Paul knew that under the law, Onesimus had to return to his master.  Paul not only implores Philemon to receive (Philemon 17), forgive (Philemon 18) and acknowledge Onesimus’ new status as a fellow believer (Philemon 16), but he also requests that Philemon would relinquish all claims on him so that he can continue serving with Paul (Philemon 13).  Paul does this without exerting any apostolic authority; Philemon is convicted by Paul’s argument alone and as far as we know Onesimus was indeed set free.  The Christian faith can break down all social, racial and economic barriers.  “There is neither Jew nor Greek, slave nor free, make nor female, for you are all one in Christ Jesus.” (Galatians 3:28)

How does this speak into our lives today?

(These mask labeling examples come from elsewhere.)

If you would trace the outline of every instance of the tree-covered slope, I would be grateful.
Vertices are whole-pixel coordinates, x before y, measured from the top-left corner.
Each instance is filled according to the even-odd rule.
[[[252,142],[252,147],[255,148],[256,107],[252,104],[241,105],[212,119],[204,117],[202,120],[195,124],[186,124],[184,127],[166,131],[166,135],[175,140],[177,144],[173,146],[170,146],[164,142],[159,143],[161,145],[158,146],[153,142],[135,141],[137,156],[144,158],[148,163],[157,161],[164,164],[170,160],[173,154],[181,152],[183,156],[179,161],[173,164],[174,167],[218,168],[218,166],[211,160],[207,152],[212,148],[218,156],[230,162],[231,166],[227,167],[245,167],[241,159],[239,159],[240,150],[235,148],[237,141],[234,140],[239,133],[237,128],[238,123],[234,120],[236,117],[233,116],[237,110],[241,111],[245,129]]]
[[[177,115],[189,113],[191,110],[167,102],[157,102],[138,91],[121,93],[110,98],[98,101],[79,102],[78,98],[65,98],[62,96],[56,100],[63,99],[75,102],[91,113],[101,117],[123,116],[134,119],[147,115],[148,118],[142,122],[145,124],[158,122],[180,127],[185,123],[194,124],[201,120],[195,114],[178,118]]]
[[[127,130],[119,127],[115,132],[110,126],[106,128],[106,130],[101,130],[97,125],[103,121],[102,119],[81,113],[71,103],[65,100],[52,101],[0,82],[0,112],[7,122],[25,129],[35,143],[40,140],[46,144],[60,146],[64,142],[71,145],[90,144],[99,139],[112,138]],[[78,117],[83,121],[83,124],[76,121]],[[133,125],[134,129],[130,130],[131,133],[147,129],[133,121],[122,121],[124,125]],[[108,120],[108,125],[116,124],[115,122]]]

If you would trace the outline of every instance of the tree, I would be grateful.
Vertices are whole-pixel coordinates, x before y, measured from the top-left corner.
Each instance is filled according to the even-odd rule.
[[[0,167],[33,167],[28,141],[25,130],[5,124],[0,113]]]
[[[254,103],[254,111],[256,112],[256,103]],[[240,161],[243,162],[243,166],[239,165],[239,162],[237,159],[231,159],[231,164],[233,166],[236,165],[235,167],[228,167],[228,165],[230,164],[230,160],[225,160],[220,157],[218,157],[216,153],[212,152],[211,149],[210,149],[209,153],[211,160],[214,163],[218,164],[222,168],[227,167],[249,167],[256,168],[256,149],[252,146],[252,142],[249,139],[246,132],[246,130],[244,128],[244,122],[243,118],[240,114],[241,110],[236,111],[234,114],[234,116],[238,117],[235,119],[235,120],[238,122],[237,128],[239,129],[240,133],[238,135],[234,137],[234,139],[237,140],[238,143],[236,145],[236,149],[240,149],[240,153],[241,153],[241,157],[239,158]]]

  • Our journey of faith is a journey from slavery (to sin) to freedom (in Christ).  It always has been for God’s people.  There are always areas in our life into which we need to invite Christ as Lord.  It can be hard, but it is not a journey we make alone…we are accompanied by God who is “our refuge and strength, an ever-present help in trouble” (Psalm 46:1) and we as the body of Christ, the people of God, journey together.
  • That journey is also a journey into reconciliation – Christ reconciles us to himself – through forgiveness:
    • 17 Therefore, if anyone is in Christ, the new creation has come: The old has gone, the new is here! 18 All this is from God, who reconciled us to himself through Christ and gave us the ministry of reconciliation: 19 that God was reconciling the world to himself in Christ, not counting people’s sins against them. And he has committed to us the message of reconciliation. 20 We are therefore Christ’s ambassadors, as though God were making his appeal through us. We implore you on Christ’s behalf: Be reconciled to God. 21 God made him who had no sin to be sin for us, so that in him we might become the righteousness of God.” (2 Corinthians 5:17-21)
    • God always initiates, always takes the first step.  God always shows us the way.  “We love because He first loved us.” (1 John 4:19)  “Bear with each other and forgive whatever grievances you may have against one another. Forgive as the Lord forgave you.” (Colossians 3:13)  This is echoed in the Lord’s Prayer: “Forgive us our trespasses, as we forgive those that trespass against us.”  As Christians, we are called to a lifelong journey of practicing forgiveness, justice and reconciliation.  As God’s makes the first step, we are called to make the first step with others.
    • When we examine our lives in the light of the Gospel, as we receive the Gospel are we too prepared to forgive, acknowledge and relinquish or do we harbour grudges?  If you do harbour a grudge or hold unforgiveness in your heart, what steps are you prepared to make today to move towards reconciliation and forgiveness?  Are you prepared to let go and let God?
    • As we gather before the Lord’s Table today, reminded of the price Christ was prepared to pay that we might be reconciled to him, let us be reconciled to one another and those whom we know.  Let our remembering be shown in how we leave this place today.  As we share the peace, let us be reconciled – to God, to one another and to ourselves.  Every time you forgive and give someone to God, you plant a seed that may bear the fruit of the Spirit.
    • If the words I have shared today have really spoken to you and encouraged or challenged you, don’t forget that prayer ministry is available, either in the side chapel after you have received communion or a blessing or after the service with me or any of the wider team.
    • But now let’s ask ourselves…are we prepared to lay all that we have, all that we are at the foot of the cross and say in the silence of our hearts…“Lord Jesus Christ, all that I have, all that I am I give to you.  Help me to let go of the things that hold me back.  May your will be done and your kingdom come. Forgive us our trespasses, as we forgive those that trespass against us.”  Amen

Living in love

A favourite singer / songwriter of mine has written well over 100 songs in a career spanning over 4 decades.  A few years ago in an interview he was asked why so many of his songs were about love, or featured the word ‘love’ in the title.  The singer replied “How could I not sing about love…it is the greatest inspiration we can ever know…nothing compares to it, nothing even comes close to it.”  I have to say I totally agree with him.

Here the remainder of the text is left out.